Climate change is happening, and it will affect every industry. It’s irresponsible for large business advocacy organizations, including the U.S. Chamber of Commerce, to think that our government should stand by and do nothing, while climate-related disasters in 2012 caused more than $139 billion in damages. U.S. taxpayers shelled out $96 billion in climate-related damages in 2012 alone or while sea levels rise 6.6 feet by 2100 – enough to swamp Miami.

The costs from carbon pollution will be terrible for business. Climate change poses tremendous risks: Insurance premiums will skyrocket, electricity prices will soar, jobs will be lost, food and transportation costs will dramatically rise and taxes will likely increase in order to pay for needed infrastructure upgrades.

That’s why business organizations like ours, and many of America’s largest companies, reject the notion that EPA’s rules will destroy the American economy.

A poll released in June by the American Sustainable Business Council (ASBC) found that 64 percent of small business owners believe government regulation is needed to reduce carbon emissions from power plants. This is important because, as the same poll shows, about 1 in 5 small business owners said climate change has already harmed their operations.

Perhaps climate skeptics fail to see that the EPA’s proposal will define a market for solutions, not dictate what the solutions are. Perhaps they are unaware that the standards provide for flexibility on the part of governors, or that carbon reductions will enhance this nation’s international credibility and competitiveness. Entrepreneurial activity and private sector capital follows closely in response to government action to address climate change.

Under this plan, states would have extensive options to choose how they meet these standards - and businesses, including utilities, will have time to adapt. EPA’s goals take into account each state’s unique and current energy mix. This is a smart approach that recognizes the dynamic nature of the market and the power of businesses to innovate.

Electricity generation accounts for a third of all U.S. greenhouse gas emissions, more than any other economic sector. Coal plants are the worst offenders of all. In 2012, coal energy was responsible for nearly a quarter of all greenhouse gas emissions in the U.S. The 100 dirtiest power plants in this country are responsible for 3.2 percent of global CO2 emissions - and all but two are coal-fired plants. Cutting these emissions is crucial, but there are multiple paths to accomplish that.

A state like Kansas, which had as many as 4,000 jobs supported by wind energy in 2013, could invest in more wind power. Arizona, which led in solar energy per capita in 2012, could continue its rapid growth. The same could go for Washington State, the leader in hydropower. And states that want to join regional cap-and-trade systems can do so. EPA’s proposal will let states set their own course to meeting these standards.

Smart business people know that clear market signals and regulatory certainty drive investment. EPA’s carbon rules will lead to greater profit and prosperity, boosting economic growth and creating jobs.

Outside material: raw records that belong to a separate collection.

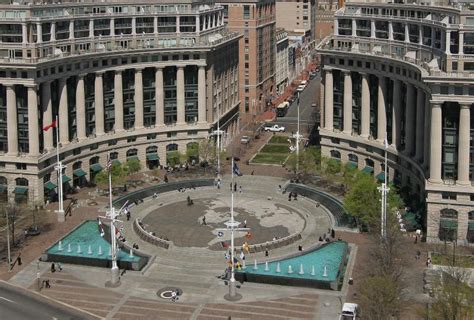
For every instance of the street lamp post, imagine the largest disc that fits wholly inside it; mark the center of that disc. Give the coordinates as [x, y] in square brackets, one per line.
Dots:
[384, 189]
[233, 226]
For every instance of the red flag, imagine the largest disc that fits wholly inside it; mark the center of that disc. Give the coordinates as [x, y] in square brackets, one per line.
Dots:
[49, 126]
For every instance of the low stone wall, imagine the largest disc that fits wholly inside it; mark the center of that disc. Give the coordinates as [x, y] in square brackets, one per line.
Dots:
[334, 205]
[275, 244]
[146, 236]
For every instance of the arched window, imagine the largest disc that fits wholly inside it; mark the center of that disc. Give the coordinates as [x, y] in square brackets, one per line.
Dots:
[76, 165]
[172, 147]
[132, 153]
[353, 158]
[21, 182]
[369, 162]
[335, 154]
[94, 160]
[448, 213]
[448, 224]
[152, 149]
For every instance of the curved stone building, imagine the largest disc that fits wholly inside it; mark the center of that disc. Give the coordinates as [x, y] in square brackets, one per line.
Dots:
[135, 79]
[405, 72]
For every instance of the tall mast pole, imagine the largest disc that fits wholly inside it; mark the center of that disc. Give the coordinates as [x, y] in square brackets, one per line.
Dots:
[59, 168]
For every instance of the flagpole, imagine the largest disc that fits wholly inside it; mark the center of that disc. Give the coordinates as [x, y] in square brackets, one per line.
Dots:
[115, 279]
[59, 167]
[232, 276]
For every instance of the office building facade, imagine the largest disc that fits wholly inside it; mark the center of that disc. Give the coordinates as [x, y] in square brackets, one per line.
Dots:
[133, 79]
[403, 72]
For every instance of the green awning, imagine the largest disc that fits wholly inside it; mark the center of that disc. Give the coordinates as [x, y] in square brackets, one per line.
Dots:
[20, 190]
[351, 165]
[79, 173]
[368, 170]
[381, 176]
[96, 167]
[448, 224]
[152, 157]
[471, 226]
[50, 186]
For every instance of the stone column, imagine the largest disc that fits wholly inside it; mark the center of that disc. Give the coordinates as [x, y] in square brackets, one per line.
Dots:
[118, 100]
[390, 30]
[435, 143]
[410, 120]
[12, 121]
[328, 100]
[420, 34]
[33, 128]
[91, 28]
[81, 108]
[448, 41]
[71, 29]
[407, 33]
[420, 118]
[138, 99]
[159, 97]
[47, 115]
[202, 94]
[52, 31]
[321, 101]
[396, 114]
[347, 102]
[464, 150]
[381, 111]
[134, 25]
[427, 128]
[24, 33]
[180, 96]
[99, 103]
[372, 29]
[112, 27]
[365, 109]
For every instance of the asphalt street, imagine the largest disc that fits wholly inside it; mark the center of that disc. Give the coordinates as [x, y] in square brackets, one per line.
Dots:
[309, 96]
[18, 304]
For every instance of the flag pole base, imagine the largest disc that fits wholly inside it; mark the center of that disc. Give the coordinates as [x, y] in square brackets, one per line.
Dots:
[114, 282]
[61, 216]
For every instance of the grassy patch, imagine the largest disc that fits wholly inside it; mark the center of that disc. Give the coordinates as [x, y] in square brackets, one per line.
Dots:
[279, 139]
[270, 158]
[275, 148]
[447, 259]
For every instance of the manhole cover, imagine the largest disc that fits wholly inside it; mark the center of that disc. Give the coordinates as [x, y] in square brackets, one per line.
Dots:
[167, 293]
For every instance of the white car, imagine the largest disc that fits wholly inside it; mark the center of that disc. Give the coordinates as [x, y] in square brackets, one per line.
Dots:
[275, 128]
[350, 311]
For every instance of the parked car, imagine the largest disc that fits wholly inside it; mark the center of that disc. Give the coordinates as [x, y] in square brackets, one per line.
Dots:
[275, 128]
[245, 139]
[350, 311]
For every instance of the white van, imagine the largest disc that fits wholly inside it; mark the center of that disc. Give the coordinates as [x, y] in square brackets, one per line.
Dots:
[350, 311]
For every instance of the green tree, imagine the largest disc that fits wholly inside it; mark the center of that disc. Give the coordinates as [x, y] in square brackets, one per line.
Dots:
[362, 199]
[309, 161]
[331, 166]
[132, 166]
[192, 151]
[207, 151]
[118, 176]
[175, 158]
[380, 298]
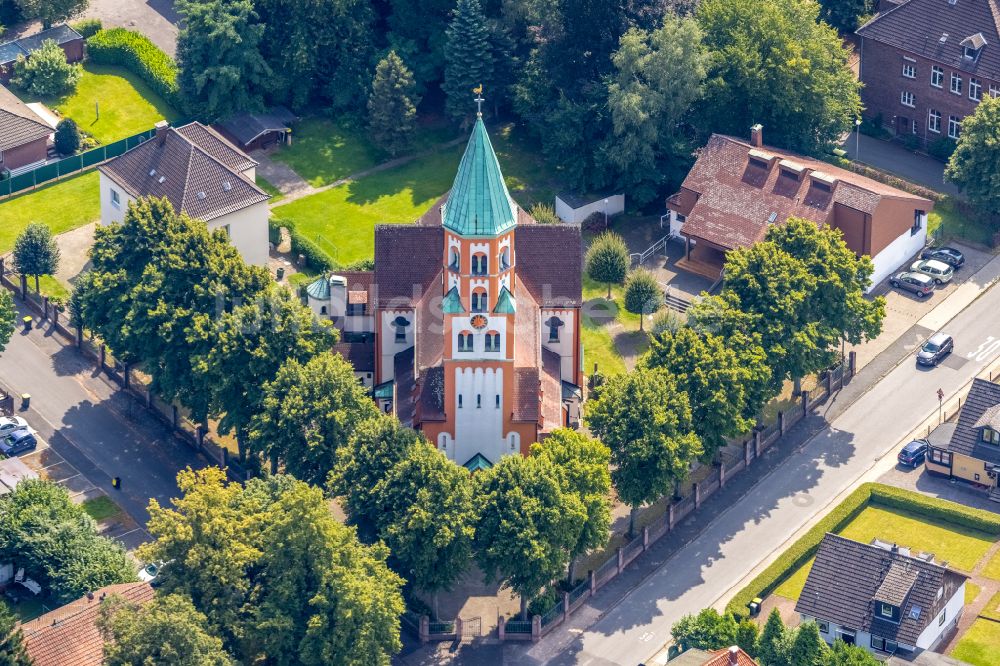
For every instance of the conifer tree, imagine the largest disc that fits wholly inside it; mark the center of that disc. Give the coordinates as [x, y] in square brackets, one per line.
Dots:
[468, 57]
[392, 105]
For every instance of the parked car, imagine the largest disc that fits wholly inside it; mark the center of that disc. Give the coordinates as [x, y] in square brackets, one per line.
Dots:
[940, 271]
[9, 424]
[920, 284]
[913, 454]
[16, 442]
[935, 349]
[948, 255]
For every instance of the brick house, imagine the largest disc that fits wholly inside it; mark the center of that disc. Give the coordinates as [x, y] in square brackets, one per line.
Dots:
[926, 64]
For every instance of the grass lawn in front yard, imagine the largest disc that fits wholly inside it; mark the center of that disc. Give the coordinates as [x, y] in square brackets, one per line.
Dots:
[981, 644]
[63, 205]
[127, 105]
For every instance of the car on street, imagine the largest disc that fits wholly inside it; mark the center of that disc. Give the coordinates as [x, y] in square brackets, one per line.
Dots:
[948, 255]
[16, 442]
[920, 284]
[938, 270]
[913, 454]
[9, 424]
[935, 349]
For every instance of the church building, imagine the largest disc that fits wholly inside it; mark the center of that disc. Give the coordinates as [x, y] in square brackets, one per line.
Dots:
[468, 328]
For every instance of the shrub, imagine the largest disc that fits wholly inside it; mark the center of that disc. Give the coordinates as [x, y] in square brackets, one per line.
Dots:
[67, 137]
[136, 53]
[942, 148]
[46, 73]
[87, 27]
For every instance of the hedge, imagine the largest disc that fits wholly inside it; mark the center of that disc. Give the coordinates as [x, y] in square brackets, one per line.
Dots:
[133, 51]
[869, 493]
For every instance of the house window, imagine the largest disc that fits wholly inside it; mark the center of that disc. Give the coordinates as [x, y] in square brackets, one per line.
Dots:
[975, 89]
[479, 300]
[956, 83]
[937, 76]
[934, 121]
[954, 126]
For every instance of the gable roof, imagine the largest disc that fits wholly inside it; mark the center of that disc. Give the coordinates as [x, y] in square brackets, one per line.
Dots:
[848, 576]
[479, 203]
[981, 408]
[734, 190]
[68, 636]
[175, 164]
[18, 123]
[917, 26]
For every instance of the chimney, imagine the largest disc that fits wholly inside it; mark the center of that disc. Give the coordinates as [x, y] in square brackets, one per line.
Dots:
[161, 131]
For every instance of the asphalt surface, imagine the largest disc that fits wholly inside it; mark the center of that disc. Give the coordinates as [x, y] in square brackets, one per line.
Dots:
[94, 425]
[710, 565]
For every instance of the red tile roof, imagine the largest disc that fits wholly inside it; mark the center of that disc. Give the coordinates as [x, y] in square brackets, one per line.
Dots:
[68, 636]
[735, 198]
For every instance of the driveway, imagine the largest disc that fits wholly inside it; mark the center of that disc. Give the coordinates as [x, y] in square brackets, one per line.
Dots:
[895, 159]
[752, 531]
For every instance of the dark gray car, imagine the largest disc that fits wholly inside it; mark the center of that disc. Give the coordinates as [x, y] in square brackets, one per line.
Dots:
[935, 349]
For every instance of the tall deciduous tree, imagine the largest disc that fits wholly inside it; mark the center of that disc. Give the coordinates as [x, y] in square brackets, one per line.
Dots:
[221, 69]
[658, 77]
[528, 525]
[581, 464]
[392, 105]
[12, 650]
[975, 164]
[251, 343]
[714, 379]
[429, 519]
[36, 252]
[310, 410]
[643, 294]
[468, 58]
[646, 422]
[166, 630]
[607, 259]
[788, 71]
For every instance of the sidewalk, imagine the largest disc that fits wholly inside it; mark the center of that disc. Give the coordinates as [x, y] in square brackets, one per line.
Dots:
[895, 159]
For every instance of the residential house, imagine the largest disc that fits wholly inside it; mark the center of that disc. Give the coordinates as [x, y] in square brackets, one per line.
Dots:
[71, 42]
[201, 174]
[973, 453]
[926, 64]
[24, 135]
[881, 596]
[732, 656]
[68, 636]
[736, 190]
[469, 324]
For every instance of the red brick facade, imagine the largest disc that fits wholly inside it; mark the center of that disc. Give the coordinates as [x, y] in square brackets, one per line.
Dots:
[885, 84]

What the EPA and many business leaders understand is that failure to address climate change is what will cause the most economic pain. It’s time to tackle climate change before it costs our people, businesses and nation even more.

Richard Eidlin is director of public policy for the American Sustainable Business Council. A previous version of this piece was published in the Daily Progress of Charlottesville, Virginia, and other publications.